Essentially the business must have internal support systems that conform to aggressive SLA standards.
Develop a customer service-driven agenda and attitude in how the job gets done.
Implement proper processes and governance supporting deliverables in relation to projects, development, implementation and support issues that provide structure but are geared around quick, flexible delivery and not needless and often complex bureaucratic administration.
Most importantly don't be afraid to make promises but ensure they are promises that can be kept.
Organisations need to be more customer service-based. IT departments that are motivated to satisfy the customer base are proud to deliver what they say they are going to deliver. With this commitment comes much needed credibility within an organisation which in turn allows a CIO to start navigating the business and work towards the ultimate prize of innovating the business.
Business: CIOs need business acumen both in understanding what their operations do and what they need to achieve to be successful but also in the language of business and finance.
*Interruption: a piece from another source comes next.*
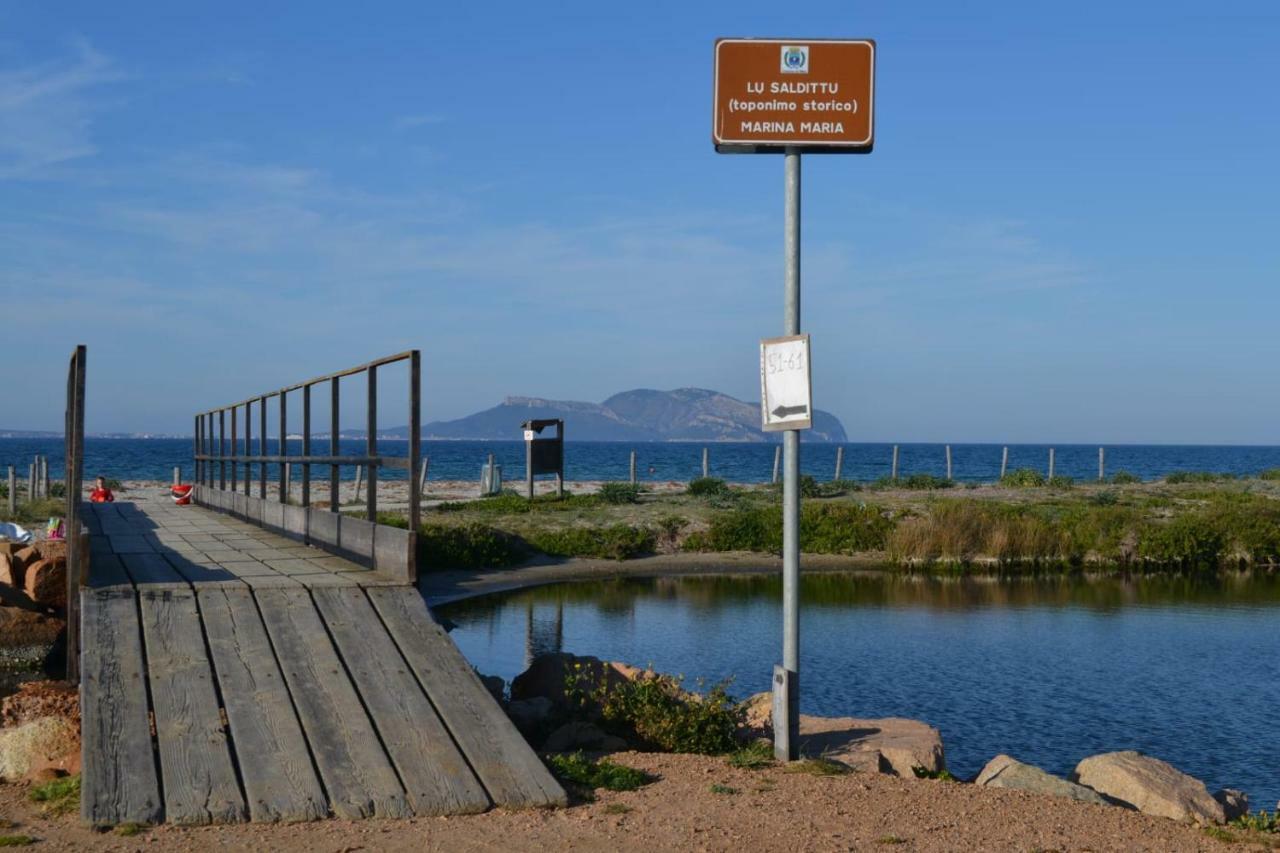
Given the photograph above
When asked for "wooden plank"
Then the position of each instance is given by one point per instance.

CIOs in today's world need to know a little about a lot to be successful and this is more imperative outside the IT space than within it. Build relationships with key individuals across the organisation. Show empathy towards business challenges and while not always saying 'yes' to projects and initiatives be careful about saying 'no'.
Try to get the business driving IT developments and implementations as much as possible and allow IT to act not as the owner but the facilitator of the deliverables.
I often try to get businesses thinking outside the box by asking them, when an opportunity is identified, to express to me their vision - not in technical or technology terms but in operational and business terms. What does the perfect world "look like", "smell like", "what do we do" in this world.
These are relevant operational questions. Get those answered and then plan to enable technology to realise the business' vision, which will gain its support and commitment to facing the challenge. The use of cross-section focus groups, working parties and good outward flow of communication always assists in getting IT seen not as a fixer but as an enabler and partner.
Successful CIOs are not seen as fixers but as designers and architects.
Innovation: If you can attain credibility through commitment and develop relationships with the business through working with, rather than for, the business, then you may be provided with an opportunity to make IT part of the strategic platform of your company and assist in leading and developing this.
Be cautious though, because if you try to innovate without having the commitment and business relationships solidified you will likely fail, either because of poor delivery or because you lack the support and empathy from the business to succeed.
Innovation is easy, energetic and enjoyable when you have a sustained commitment to deliver and the ear of the business, in that it listens to you and respects you. Respect is earned in this world but leads to bigger roles, bigger impact and better results for any IT department - this is what I live by and what I believe any CIO needs to concentrate on to be successful and to lead companies to attain competitive advantage through effective IT management and innovation.